The Bode sensitivity integral shows that there are unavoidable trade-offs between performance and robustness: reducing sensitivity at some frequencies forces increased sensitivity at others. Finally, we discussed how single-loop SISO analysis becomes inadequate for strongly coupled multi-DOF systems, such as robotic manipulators, and illustrated via Python, C++, Java, MATLAB/Simulink, and Mathematica examples how numerical exploration often reveals fragilities that are invisible to classical margin-based reasoning.
14. References
- Bode, H. W. (1945). Network Analysis and Feedback Amplifier Design. Van Nostrand.
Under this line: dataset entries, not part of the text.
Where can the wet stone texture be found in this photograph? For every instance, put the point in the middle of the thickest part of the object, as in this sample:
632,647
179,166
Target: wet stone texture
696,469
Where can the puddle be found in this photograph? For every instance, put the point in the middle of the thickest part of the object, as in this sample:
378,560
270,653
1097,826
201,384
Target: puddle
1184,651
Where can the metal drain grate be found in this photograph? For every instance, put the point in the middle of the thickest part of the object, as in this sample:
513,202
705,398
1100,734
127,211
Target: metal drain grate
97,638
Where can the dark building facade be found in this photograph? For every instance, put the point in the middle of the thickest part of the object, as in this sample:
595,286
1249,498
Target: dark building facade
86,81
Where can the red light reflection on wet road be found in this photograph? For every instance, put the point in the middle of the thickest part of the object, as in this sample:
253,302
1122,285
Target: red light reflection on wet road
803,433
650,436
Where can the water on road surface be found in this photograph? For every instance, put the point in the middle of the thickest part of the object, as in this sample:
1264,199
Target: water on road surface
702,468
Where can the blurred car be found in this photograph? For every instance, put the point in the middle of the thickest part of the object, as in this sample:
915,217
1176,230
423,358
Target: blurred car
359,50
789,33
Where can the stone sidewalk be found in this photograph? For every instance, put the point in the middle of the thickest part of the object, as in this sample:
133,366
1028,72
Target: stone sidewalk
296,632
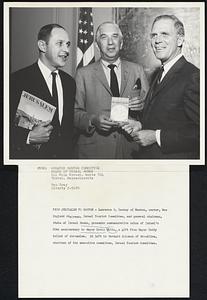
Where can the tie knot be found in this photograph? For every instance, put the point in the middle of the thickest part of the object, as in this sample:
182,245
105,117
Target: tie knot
111,66
54,74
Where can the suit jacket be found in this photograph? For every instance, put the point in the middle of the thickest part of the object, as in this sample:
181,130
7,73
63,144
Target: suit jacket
93,97
30,79
174,109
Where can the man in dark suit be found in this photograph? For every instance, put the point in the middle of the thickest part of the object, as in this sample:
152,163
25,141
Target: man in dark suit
100,137
43,79
170,122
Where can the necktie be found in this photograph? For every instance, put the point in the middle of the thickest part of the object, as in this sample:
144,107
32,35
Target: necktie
114,82
158,77
54,93
161,70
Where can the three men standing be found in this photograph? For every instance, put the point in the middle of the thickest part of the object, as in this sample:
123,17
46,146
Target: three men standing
43,79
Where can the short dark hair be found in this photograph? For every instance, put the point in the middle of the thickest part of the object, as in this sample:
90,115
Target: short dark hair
107,22
177,23
45,31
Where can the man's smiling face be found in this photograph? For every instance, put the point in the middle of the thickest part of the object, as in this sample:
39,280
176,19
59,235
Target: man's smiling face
165,41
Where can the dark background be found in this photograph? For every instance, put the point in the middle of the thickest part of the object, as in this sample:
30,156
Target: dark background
9,223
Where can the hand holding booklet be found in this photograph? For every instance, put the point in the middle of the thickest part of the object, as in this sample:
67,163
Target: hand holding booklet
32,111
119,109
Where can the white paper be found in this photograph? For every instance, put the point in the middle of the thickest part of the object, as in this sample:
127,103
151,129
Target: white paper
158,268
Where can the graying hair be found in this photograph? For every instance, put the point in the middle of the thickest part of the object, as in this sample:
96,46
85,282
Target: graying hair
99,27
177,23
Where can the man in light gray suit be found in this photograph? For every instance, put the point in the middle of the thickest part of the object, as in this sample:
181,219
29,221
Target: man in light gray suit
100,137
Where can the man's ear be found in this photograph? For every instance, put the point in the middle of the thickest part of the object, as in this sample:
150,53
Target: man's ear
180,41
42,46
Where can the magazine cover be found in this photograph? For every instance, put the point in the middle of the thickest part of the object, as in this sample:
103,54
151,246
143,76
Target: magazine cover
32,111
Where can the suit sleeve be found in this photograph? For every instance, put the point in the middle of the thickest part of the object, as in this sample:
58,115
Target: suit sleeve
18,135
81,117
185,138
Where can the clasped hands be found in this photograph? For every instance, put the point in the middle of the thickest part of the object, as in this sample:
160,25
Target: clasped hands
142,137
40,134
131,127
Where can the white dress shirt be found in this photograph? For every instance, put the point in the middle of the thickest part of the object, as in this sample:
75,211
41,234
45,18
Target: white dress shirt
117,70
46,72
166,67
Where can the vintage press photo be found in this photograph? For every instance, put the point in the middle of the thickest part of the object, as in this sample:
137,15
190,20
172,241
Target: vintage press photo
103,220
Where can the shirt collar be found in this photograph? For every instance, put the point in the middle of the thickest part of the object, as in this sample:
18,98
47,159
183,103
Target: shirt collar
46,72
168,65
106,63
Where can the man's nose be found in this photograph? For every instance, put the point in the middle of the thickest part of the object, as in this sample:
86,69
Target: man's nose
65,48
158,39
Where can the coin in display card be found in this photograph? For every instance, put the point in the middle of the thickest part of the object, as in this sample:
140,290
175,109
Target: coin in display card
119,109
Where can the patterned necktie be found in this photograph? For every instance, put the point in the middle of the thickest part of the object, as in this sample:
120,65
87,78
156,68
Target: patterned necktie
55,95
158,77
114,82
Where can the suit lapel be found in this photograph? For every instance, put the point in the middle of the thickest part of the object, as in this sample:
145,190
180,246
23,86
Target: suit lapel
169,77
124,76
41,84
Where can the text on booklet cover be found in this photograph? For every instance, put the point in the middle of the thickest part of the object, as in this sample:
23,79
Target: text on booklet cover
119,109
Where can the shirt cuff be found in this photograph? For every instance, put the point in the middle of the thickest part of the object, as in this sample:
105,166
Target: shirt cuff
157,132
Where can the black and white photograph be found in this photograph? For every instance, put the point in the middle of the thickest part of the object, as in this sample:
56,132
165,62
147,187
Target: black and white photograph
103,131
79,59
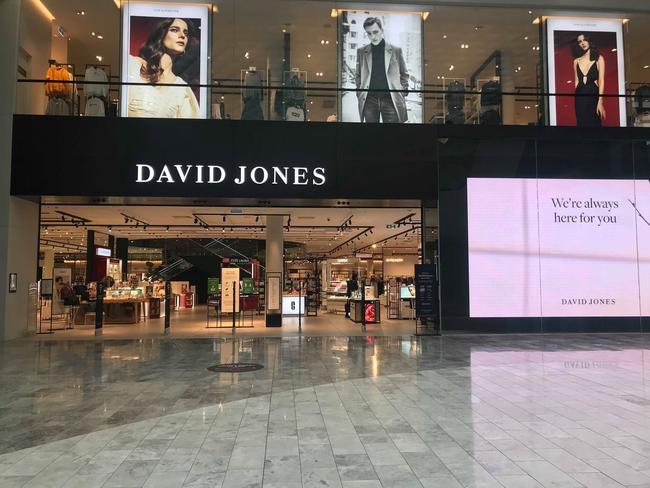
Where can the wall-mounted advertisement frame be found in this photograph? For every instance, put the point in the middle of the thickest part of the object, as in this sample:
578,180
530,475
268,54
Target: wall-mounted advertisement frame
230,290
585,59
165,47
399,37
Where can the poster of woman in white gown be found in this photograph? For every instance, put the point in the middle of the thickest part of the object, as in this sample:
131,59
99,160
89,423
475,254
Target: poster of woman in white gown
164,60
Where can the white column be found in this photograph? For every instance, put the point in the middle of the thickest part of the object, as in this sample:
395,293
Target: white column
18,218
274,260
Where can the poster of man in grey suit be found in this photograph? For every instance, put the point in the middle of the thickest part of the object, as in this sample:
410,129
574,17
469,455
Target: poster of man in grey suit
386,63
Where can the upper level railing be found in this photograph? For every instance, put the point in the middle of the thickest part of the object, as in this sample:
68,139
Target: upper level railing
439,103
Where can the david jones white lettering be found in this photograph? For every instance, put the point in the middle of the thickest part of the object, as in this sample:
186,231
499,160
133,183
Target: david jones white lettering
214,174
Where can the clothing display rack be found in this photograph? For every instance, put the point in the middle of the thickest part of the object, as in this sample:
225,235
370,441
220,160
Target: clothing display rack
294,95
94,91
63,94
453,111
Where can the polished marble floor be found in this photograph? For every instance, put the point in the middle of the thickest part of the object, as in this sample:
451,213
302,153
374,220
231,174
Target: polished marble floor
354,412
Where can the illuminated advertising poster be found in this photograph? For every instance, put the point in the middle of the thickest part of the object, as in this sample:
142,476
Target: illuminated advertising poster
230,290
380,51
165,48
558,247
585,61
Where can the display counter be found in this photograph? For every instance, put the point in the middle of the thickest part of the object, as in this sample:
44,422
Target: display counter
123,310
293,305
116,311
372,311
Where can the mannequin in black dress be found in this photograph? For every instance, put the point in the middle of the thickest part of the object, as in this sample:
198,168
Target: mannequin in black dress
589,69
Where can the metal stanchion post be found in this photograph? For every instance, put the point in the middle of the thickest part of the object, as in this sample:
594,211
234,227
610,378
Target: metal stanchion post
299,306
234,303
363,306
168,306
99,310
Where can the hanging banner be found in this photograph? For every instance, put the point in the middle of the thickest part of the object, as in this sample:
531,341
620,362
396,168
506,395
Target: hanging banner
380,51
585,61
230,289
164,49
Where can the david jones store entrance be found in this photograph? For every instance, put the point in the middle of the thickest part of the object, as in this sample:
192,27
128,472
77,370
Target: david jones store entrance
193,271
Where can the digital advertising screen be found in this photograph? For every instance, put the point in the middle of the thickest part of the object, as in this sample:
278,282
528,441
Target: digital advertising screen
378,51
585,61
164,51
558,247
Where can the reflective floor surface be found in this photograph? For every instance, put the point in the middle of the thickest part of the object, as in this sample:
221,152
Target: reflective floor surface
192,323
355,412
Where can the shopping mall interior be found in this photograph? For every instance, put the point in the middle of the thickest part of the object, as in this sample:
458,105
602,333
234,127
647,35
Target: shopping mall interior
139,248
469,45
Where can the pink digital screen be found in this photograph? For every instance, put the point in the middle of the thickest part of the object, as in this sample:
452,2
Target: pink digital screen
558,247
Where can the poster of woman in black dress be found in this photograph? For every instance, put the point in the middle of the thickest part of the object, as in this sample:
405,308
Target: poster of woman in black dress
585,66
589,68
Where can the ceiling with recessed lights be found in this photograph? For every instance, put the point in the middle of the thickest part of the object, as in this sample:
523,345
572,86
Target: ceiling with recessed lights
250,33
323,231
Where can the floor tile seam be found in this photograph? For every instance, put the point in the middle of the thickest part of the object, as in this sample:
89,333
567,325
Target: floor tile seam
562,471
268,425
365,450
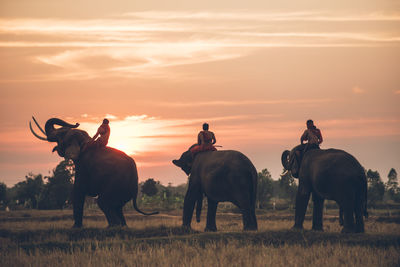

- Horowitz, I. M. (1963). Synthesis of Feedback Systems. Academic Press.
- Freudenberg, J. S., & Looze, D. P. (1985). Right half plane poles and zeros and design tradeoffs in feedback systems. IEEE Transactions on Automatic Control, 30(6), 555–565.
- Middleton, R. H. (1991). Trade-offs in linear control system design. Automatica, 27(2), 281–292.
- Zames, G. (1981). Feedback and optimal sensitivity: Model reference transformations, multiplicative seminorms, and approximate inverses. IEEE Transactions on Automatic Control, 26(2), 301–320.
- Doyle, J. C. (1978). Guaranteed margins for LQG regulators. IEEE Transactions on Automatic Control, 23(4), 756–757.
- Skogestad, S., & Postlethwaite, I. (1996). Multivariable Feedback Control: Analysis and Design. Wiley. (Chapters on classical limitations and robustness trade-offs.)
- Vinnicombe, G. (2000). Uncertainty and Feedback: H-infinity Loop-Shaping and the ν-Gap Metric. Imperial College Press.